As head of systems operations and planning, Robbie van Heerden was responsible for controlling the load on the national grid and reported to group transmission head Thava Govender.
The utility has been bleeding skills and has experienced high-profile resignations during the past two years.
Out of eight executive committee members, including acting CEO Brian Molefe and finance director Nonkululeko Veleti, only two are permanent appointees.
Mr van Heerden is one of at least five senior managers who have left the organisation during the past year, including nuclear specialist Tony Stott, Erica Johnson and Steve Lennon.
The latter two were members of the executive committee, and all left in March after long careers at the utility.
Their departures opened up posts that remain unfilled in the executive committee.
Some of the senior managers accepted voluntary separation packages initiated in November to rein in costs.
This year, the utility was forced to cancel the voluntary retrenchment programme after being overwhelmed by applications from staff who wanted to leave.
Mr van Heerden on Wednesday said that he had resigned to attend to family matters.
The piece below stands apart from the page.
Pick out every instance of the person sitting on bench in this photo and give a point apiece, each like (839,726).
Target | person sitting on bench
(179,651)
His family situation is known to Business Day.
Eskom spokesman Khulu Phasiwe confirmed Mr van Heerden’s resignation.
As head of system planning and operations, Mr van Heerden oversaw load shedding.
Sources close to Eskom said the utility was working on a possible solution that would allow Mr van Heerden to look after his family while continuing with his job.
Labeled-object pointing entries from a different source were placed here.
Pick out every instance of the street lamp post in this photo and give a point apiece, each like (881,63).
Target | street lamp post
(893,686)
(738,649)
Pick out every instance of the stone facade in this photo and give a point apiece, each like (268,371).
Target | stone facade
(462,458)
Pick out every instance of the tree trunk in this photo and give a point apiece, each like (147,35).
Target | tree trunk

A senior manager, who asked not to be named, said: "Officially he’s resigned, but there’s a good chance he will not be leaving.
"We are doing everything we can to accommodate his situation. Eskom is a big family and we can’t let him suffer alone."
Mr van Heerden’s departure, if it comes to pass, will come a month after former finance director Tsholofelo Molefe and group capital head Dan Marokane agreed to leave the utility after being placed on suspension in March — along with former CEO Tshediso Matona, who resigned in April after Mr Molefe’s appointment.
Eskom has been battling with meeting electricity demand since 2008, when it first instituted rolling blackouts because of ageing generation infrastructure.
The dwindling generation capacity has negatively affected Eskom’s finances, with a R225bn revenue shortfall still needing to be closed, even after the state gave the utility a R23bn cash injection in June and a R60bn debt conversion to equity.